II. Challenges Facing the Global Economy
But let me begin with three major challenges that I see facing the global economy today: sovereign debt, growth, and social instability. These challenges are intimately intertwined—and I will submit that it is only by solving all three that we can unlock strong, stable, and balanced global growth. Why is that? Because for sovereign debt to be sustainable, economic growth needs to be strong, but in a sustainable way. And for economic growth to be sustainable, it needs to deliver the stable social chemistry that holds societies together.
Let me turn to the first challenge—sovereign debt.
In Europe, fiscal problems in the periphery have revealed the risks posed by an incomplete economic and monetary union. As a result, the euro area as a whole is experiencing difficulties. Even the tough fiscal and structural measures adopted by the affected countries have not convinced markets that a lasting solution is in place.
Last week, eurozone leaders reached an important agreement to overcome these concerns. The package includes new financing for Greece, at much longer maturities and lower rates—terms that will also be available to the other crisis economies. The EFSF—Europe’s crisis financing tool—has been given greater flexibility in supporting member countries. The package also includes critical measures to strengthen economic governance in the eurozone.
The agreement shows that European leaders believe in the eurozone, and will do what it takes to secure its destiny. It has been welcomed by financial markets, as reflected in the stronger euro and lower peripheral bond spreads. But turbulence could easily resurface. For this reason, it is essential that the summit’s commitments should be implemented quickly.

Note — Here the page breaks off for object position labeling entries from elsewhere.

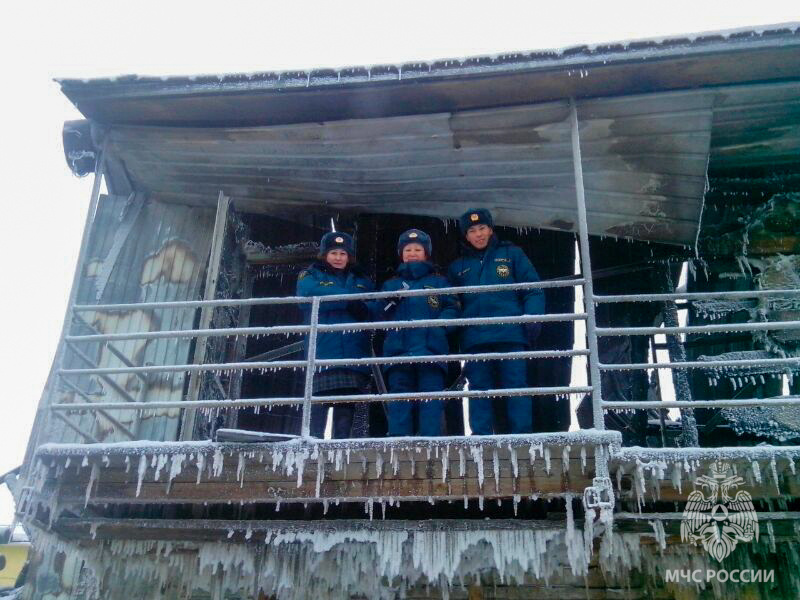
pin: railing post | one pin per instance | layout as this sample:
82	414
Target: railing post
42	418
308	392
586	270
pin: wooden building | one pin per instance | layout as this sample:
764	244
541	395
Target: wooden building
629	160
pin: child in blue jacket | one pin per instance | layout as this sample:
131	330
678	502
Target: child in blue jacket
485	260
335	273
416	272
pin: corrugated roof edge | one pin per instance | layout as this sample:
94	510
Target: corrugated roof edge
655	48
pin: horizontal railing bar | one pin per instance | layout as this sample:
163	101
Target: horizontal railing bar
611	331
710	364
93	365
693	296
735	403
468	289
77	429
248	402
679	516
284	329
330	362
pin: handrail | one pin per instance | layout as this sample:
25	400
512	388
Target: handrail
469	289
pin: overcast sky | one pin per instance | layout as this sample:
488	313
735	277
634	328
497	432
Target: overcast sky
44	205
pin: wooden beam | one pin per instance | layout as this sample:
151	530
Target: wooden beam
189	418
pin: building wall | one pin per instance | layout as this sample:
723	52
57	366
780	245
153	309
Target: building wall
140	250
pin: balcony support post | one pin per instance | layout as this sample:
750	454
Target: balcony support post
308	392
189	419
586	272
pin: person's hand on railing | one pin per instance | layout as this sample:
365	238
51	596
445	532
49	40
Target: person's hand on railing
532	331
358	309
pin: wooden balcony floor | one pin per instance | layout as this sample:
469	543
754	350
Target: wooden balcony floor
382	470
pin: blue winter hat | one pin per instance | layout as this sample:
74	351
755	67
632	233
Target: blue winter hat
336	239
415	236
475	216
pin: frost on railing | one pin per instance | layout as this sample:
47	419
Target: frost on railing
375	472
291	562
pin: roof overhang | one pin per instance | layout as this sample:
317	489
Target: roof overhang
438	139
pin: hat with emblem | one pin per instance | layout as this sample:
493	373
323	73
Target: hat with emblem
475	216
336	239
414	236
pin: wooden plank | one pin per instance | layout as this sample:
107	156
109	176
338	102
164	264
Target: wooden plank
206	313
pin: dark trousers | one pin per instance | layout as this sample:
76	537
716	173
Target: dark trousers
499	374
412	379
342	415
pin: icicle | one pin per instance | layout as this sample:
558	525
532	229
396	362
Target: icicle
95	472
514	462
771	534
201	464
774	470
142	471
477	457
756	471
175	468
677	480
496	469
218	463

I’m hopeful that the political courage shown by European leaders will soon be followed by bold fiscal action in the U.S. On the debt ceiling, the clock is ticking, and clearly the issue needs to be resolved immediately. Indeed, an adverse fiscal shock in the United States could have serious spillovers on the rest of the world. But more fundamentally, a credible fiscal adjustment plan is needed sooner rather than later. In Japan also, even though the situation is not as urgent, more ambitious measures are needed to deal with the very high level of public debt.
What will fiscal consolidation mean for growth? In the short-term, the impact is likely to be negative. Our research has found that a 1 percentage point cut in the deficit could lower growth by about ½ percentage point over two years. This is why measures that are legislated now—but only reduce deficits in the future, when the recovery is more robust—would be particularly helpful. But there is good news too: over the longer term, debt reduction can actually raise output by bringing down real interest rates and making room for tax cuts.
Another perspective on this issue comes from the IMF’s spillover analysis. Focusing on the United States, it finds that credible fiscal consolidation measures would likely have very modest contractionary effects on demand—and possibly even positive effects, as confidence improves.
This brings me to the second challenge—namely growth.
Overall, the IMF expects reasonable global growth in the near-term—about 4-4½ percent through 2012. But the recovery remains unbalanced, and risks are clearly to the downside.
Rapid growth in the emerging economies has been critical to sustain the global recovery—and reflects the pay-off from sound macroeconomic policies in recent years. But in some of these economies, signs of overheating are becoming more prominent. Staying ahead of the curve will be essential to avoid the possible hard landing if policy action comes too late.
Low-income countries have also been enjoying healthy growth. Here too, better macroeconomic policies have played a major role. But many of these countries are reeling from the surge in commodity prices. Earlier this year, the World Bank estimated that the rise in food prices had pushed an additional 44 million people into extreme poverty. And today, many countries in the Horn of Africa are facing potentially the worst food security crisis in decades. The IMF stands ready to help our low-income members deal with this crisis—and more broadly, as they seek strong, durable and inclusive growth.
Turning to the advanced economies, it is evident that the crisis has inflicted deep and long-lasting scars. To make up for the lost ground, a sea-change in policies is needed in many areas.
The United States could be facing another jobless recovery. Again, that’s why we’ve advised against fiscal consolidation that is unduly hasty—even as we stress the importance of getting a fiscal consolidation plan agreed soon. We’ve also recommended active labor market policies to stem the rise in structural unemployment, and measures to ease adjustment in the housing market (for example, mortgage relief).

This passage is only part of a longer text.